Nils G. Walter is an American chemist who is the Francis S. Collins Collegiate Professor of Chemistry, Biophysics, and Biological Chemistry at the University of Michigan, Ann Arbor. Research in the Nils Walter Lab focuses on non-coding RNA through the lens of single molecule techniques. He is the Founding Director of the Single Molecule Analysis in real-Time (SMART) Center at Michigan. In addition, Walter is the Founding Co-director for the University of Michigan Center for RNA Biomedicine whose mission is to enrich the university's intellectual and training environment around RNA Biomedicine. He served as associate director for the Michigan Post-baccalaureate Research Education Program (PREP) from 2015 to 2025.

== Education and early life ==
Nils G. Walter was born in 1966 in Frankfurt am Main, Germany. He received his “Vordiplom” (B.S.) and “Diploma” (Masters) from the Technical University of Darmstadt after performing research with Hans-Günther Gassen on the physicochemical characterization of a protein dehydrogenase enzyme. He is a Dr. Ing. (PhD) graduate from the Technical University of Darmstadt and the Max-Planck-Institute for Biophysical Chemistry where he studied molecular in vitro evolution of DNA and RNA using fluorescence techniques with Nobel laureate Manfred Eigen. For his postdoctoral studies, he turned to RNA enzymes under the guidance of John M. Burke at the University of Vermont.

== Career ==
The Nils Walter Lab studies both non-coding RNA and protein-coding RNAs, and how the former control the gene expression of the latter, using tools from biophysics, biochemistry, cell biology, molecular biology and chemical biology. Most prominently, the lab uses leading-edge single molecule and super-resolution microscopy and single-molecule FRET approaches to probe the diverse functional mechanisms of transcriptional and translational riboswitches, the spliceosome, the RNA silencing and RNA interference machinery, ribozymes, as well as devices from DNA nanotechnology, in vitro and in live cells.

Walter is the author of more than 240 articles (h-index >70) and numerous patents and disclosures of invention, including one on a new diagnostic single molecule counting approach termed SiMREPS that startup company aLight Sciences Inc. was founded to commercialize. He has been invited to speak at over 280 speaking engagements and is the Principal Investigator of two dozen current and past National Institutes of Health research grants and three dozen private foundation grants (see Nils Walter Lab).

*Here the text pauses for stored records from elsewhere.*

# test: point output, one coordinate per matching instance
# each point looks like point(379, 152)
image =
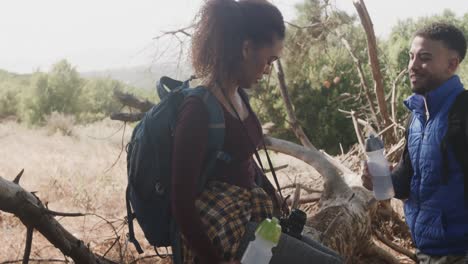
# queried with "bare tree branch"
point(358, 131)
point(403, 72)
point(14, 199)
point(130, 100)
point(373, 59)
point(27, 249)
point(18, 177)
point(297, 129)
point(127, 117)
point(175, 32)
point(364, 85)
point(395, 247)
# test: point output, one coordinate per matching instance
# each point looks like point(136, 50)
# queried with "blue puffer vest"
point(435, 211)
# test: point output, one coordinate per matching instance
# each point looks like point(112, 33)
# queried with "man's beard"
point(426, 86)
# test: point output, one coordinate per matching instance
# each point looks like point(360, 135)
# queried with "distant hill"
point(141, 76)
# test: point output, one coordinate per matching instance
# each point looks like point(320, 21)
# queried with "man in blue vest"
point(432, 184)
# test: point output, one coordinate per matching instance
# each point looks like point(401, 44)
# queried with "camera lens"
point(297, 221)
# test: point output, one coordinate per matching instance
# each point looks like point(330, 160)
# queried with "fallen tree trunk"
point(32, 213)
point(343, 221)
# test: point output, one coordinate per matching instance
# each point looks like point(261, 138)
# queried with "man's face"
point(431, 64)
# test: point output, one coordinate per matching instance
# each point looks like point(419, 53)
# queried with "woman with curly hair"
point(233, 46)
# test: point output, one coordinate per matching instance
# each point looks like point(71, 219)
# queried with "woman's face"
point(258, 61)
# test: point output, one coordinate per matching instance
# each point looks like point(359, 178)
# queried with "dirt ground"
point(86, 172)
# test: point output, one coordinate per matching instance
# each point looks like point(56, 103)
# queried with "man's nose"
point(267, 69)
point(414, 64)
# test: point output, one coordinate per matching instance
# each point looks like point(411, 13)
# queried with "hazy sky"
point(102, 34)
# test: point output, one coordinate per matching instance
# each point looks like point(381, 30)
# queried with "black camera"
point(294, 223)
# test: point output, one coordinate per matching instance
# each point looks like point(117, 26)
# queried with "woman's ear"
point(246, 49)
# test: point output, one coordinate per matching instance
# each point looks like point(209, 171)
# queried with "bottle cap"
point(373, 143)
point(269, 230)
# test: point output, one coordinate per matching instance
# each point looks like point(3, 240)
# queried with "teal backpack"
point(149, 153)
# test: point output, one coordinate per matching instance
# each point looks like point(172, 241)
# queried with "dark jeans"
point(292, 250)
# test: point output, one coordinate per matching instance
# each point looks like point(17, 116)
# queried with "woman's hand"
point(230, 262)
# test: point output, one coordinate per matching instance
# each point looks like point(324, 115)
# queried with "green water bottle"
point(267, 236)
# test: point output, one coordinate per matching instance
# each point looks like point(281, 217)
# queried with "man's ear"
point(454, 62)
point(246, 49)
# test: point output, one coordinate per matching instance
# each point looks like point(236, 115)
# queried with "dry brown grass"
point(70, 174)
point(76, 174)
point(73, 174)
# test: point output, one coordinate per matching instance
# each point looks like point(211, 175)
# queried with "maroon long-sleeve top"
point(190, 147)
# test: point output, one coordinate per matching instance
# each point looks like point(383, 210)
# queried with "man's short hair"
point(451, 36)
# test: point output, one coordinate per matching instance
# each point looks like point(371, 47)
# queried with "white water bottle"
point(266, 238)
point(379, 168)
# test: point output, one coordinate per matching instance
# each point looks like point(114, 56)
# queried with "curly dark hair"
point(221, 28)
point(451, 36)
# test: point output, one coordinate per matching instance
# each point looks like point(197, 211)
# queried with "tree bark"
point(32, 213)
point(374, 61)
point(292, 120)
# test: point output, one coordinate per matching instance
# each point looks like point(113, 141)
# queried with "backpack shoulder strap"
point(216, 131)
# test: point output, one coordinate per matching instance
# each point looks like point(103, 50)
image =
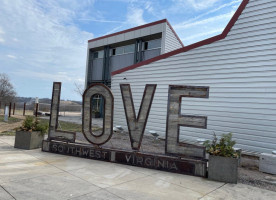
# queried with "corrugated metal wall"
point(241, 73)
point(171, 42)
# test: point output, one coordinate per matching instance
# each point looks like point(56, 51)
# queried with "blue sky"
point(42, 41)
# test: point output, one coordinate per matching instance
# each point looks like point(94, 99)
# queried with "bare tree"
point(7, 91)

He currently serves or has served on several editorial boards including Methods, Wiley Interdisciplinary Reviews (WIRES), Biopolymers and the Journal of Biological Chemistry, as well as being a guest editor for Chemical Reviews, Encyclopedia of Biophysics, and Methods in Enzymology. Walter has received numerous honors including the Jean Dreyfus Boissevain Lectureship of Trinity University, the Harold R. Johnson Diversity Service Award, the Imes and Moore Faculty Award, the Faculty Recognition Award of the University of Michigan, the RNA Society Mid-Career Award, and the Biophysical Society Kazuhiko Kinosita Award in Single-Molecule Biophysics. He has been elected an AAAS Fellow. Walter is a member of several professional organizations including the Society of German Chemists (GDCh), German Society for Biochemistry and Molecular Biology (GBM), the RNA Society, the American Chemical Society, the American Association for the Advancement of Science, and the Biophysical Society.